И в храмах ИСККОН странный способ проведения пуджи все-таки постепенно заменяется на тот, который повелел исполнять Кришна. Посмотрим, что будет в этом году, хорошо?

----------


## Raja Kumari dasi

> Борьба за чистоту и правильность совершения ритуала


Говардхана-пуджа - это не ритуал, а часть вечной лилы Кришны. Но глупцы в такой иллюзии, что можно инсталлировать самого дорогого слугу Кришны для последующего поедания - и что в этом может быть кайф.

----------


## Валерий О.С.

Надо делать так ,как это делал Шрила Прабхупада .

----------


## Валентин Шеховцов

> глупцы в такой иллюзии, что можно инсталлировать самого дорогого слугу Кришны для последующего поедания - и что в этом может быть кайф.


 А разве можно съесть духовное существо? Значит его не едят, хотя и кажется со стороны

----------


## Raja Kumari dasi

Мы следуем гуру, шастрам и садху. Они должны совпадать. 
Есть прямые указания Кришны в Шримад-Бхагаватам, как поклоняться Говардхану.  

Прабхупада и санньясу рисковал давать 30-летним жителям запада из-за нехватки времени. Но никто сейчас так не делает, как при нем. Представляю, если бы он обучал их тогда Говардхан из навоза делать. Нет, он говорил: если я вам сейчас все правила расскажу, вы сбежите. 

Так что правильнее приносить дары для пуджи Говардхану, а не сооружать Его из блюд. В лиле Кришна Сам облик Говардхана принял и все подношения пастухов съел. Так что не спекулируйте, в лиле такого нет, что это вам надо Говардхан съедать. Согласно Гарга-самхите, Кришна сказал, "из коровьего навоза сделайте холмик" - для самых непонятливых наверное ))

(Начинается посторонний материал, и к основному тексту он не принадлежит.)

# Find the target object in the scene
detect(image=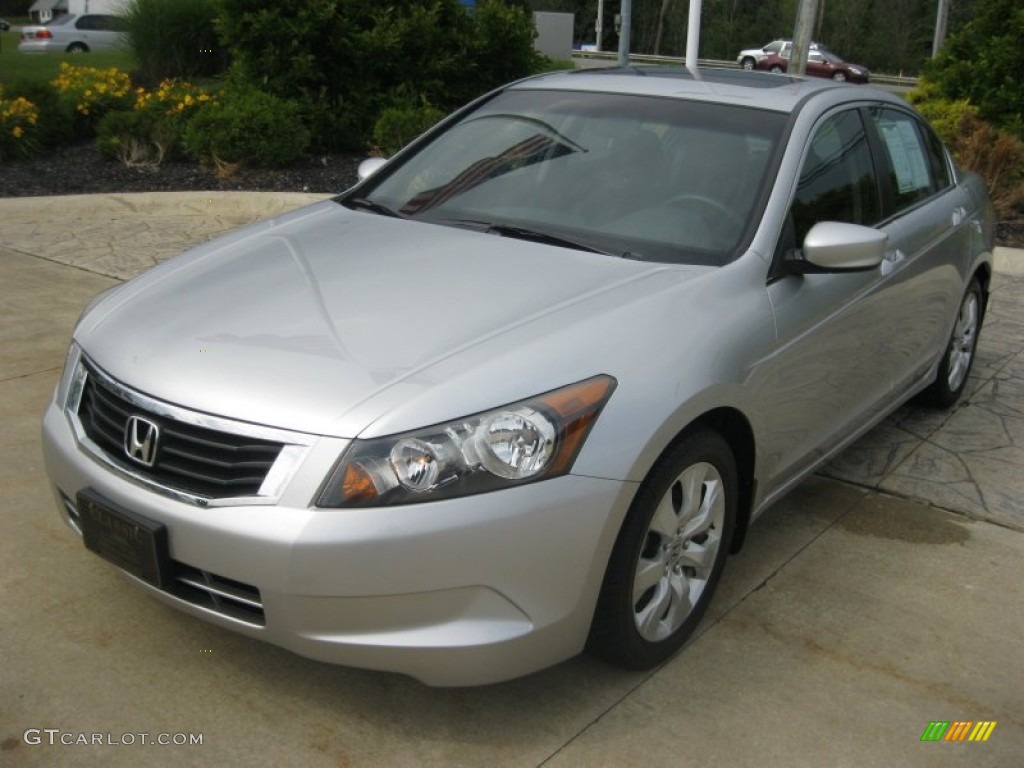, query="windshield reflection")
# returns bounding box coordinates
[341,89,784,264]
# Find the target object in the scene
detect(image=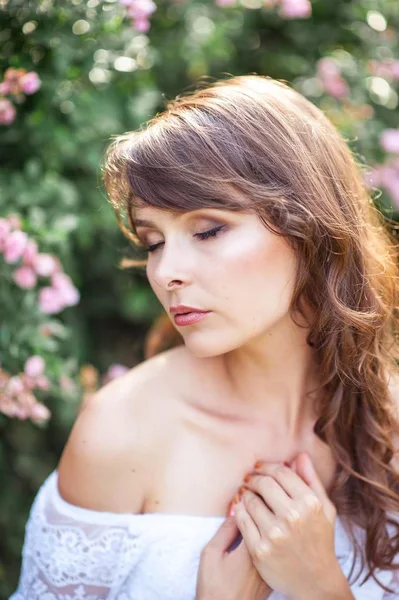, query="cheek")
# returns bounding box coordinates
[215,231,296,329]
[215,232,295,295]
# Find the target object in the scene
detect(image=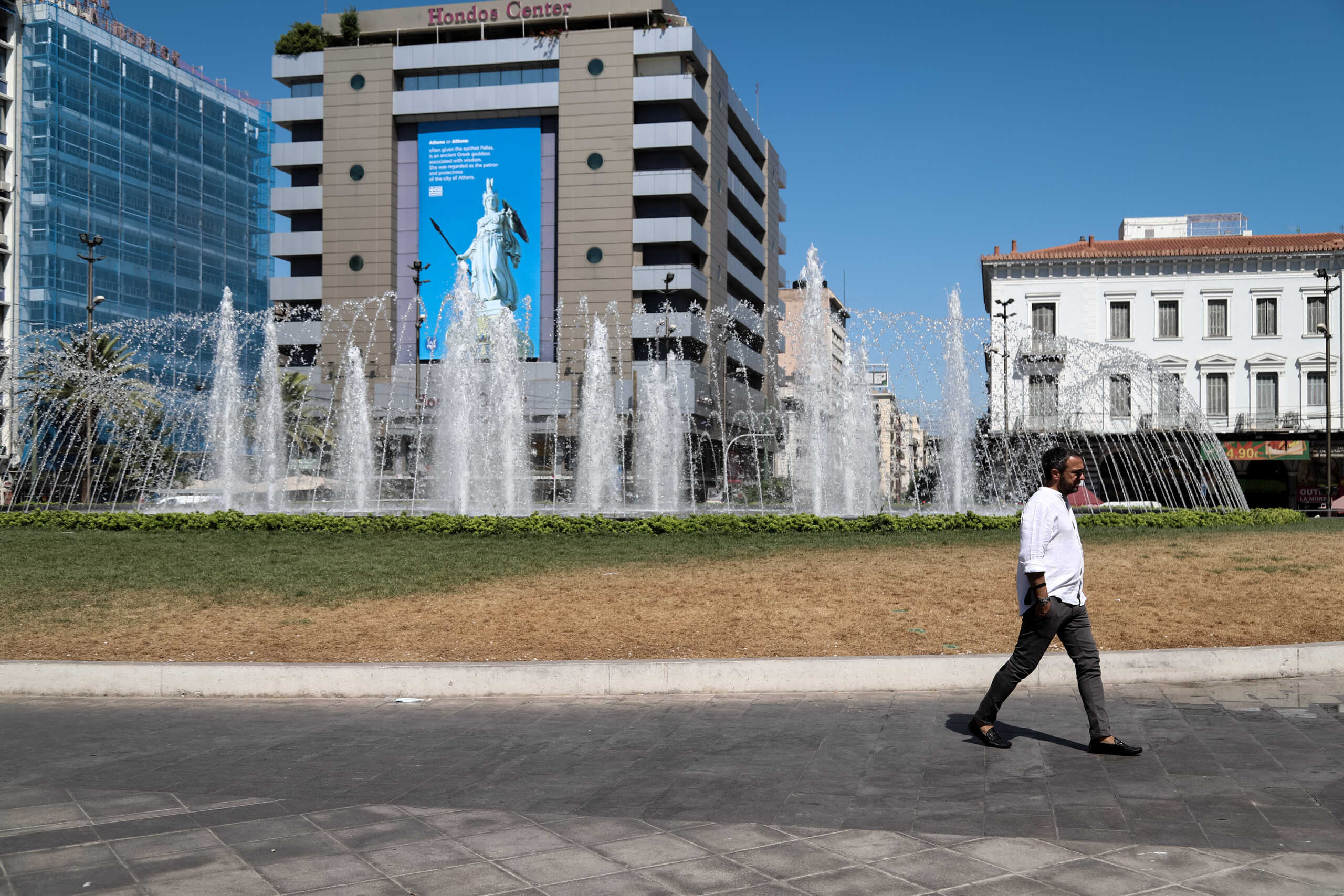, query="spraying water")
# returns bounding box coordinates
[634,357,687,513]
[574,317,622,513]
[433,265,531,514]
[208,286,247,511]
[255,314,285,513]
[938,286,976,513]
[336,345,374,513]
[785,246,880,516]
[0,258,1246,514]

"Теперь Я расскажу, как проводить поклонение, если живёшь далеко. Нужно сделать холмик из коровьего навоза, украсить его цветами, побегами травы и пышными лианами и совершить описанное Мной поклонение".

http://www.forum.krishna.ru/showthre...l=1#post128797

----------


## Юрий Анатольевич

Я бы смотрел на это как на сохраняющийся элемент язычества, что иногда всплывает из народной памяти. Ритуал "поедания бога" восходит к представлению, что бог-творец в начале цикла жертвует своё тело и рассекается на части мира, стаёт пищей, отдаёт всего себя на питание существам. 
Кстати, интересно, что день Говардхана-пуджи, новолуние месяца Дамодара - это также день восхождения созвездия этого жертвующегося бога (греч. название Орион, инд. Мрига, Праджапати, Пуруша).

----------


## Vyacheslav V.P.

> Говардхана-пуджа - это не ритуал, а часть вечной лилы Кришны.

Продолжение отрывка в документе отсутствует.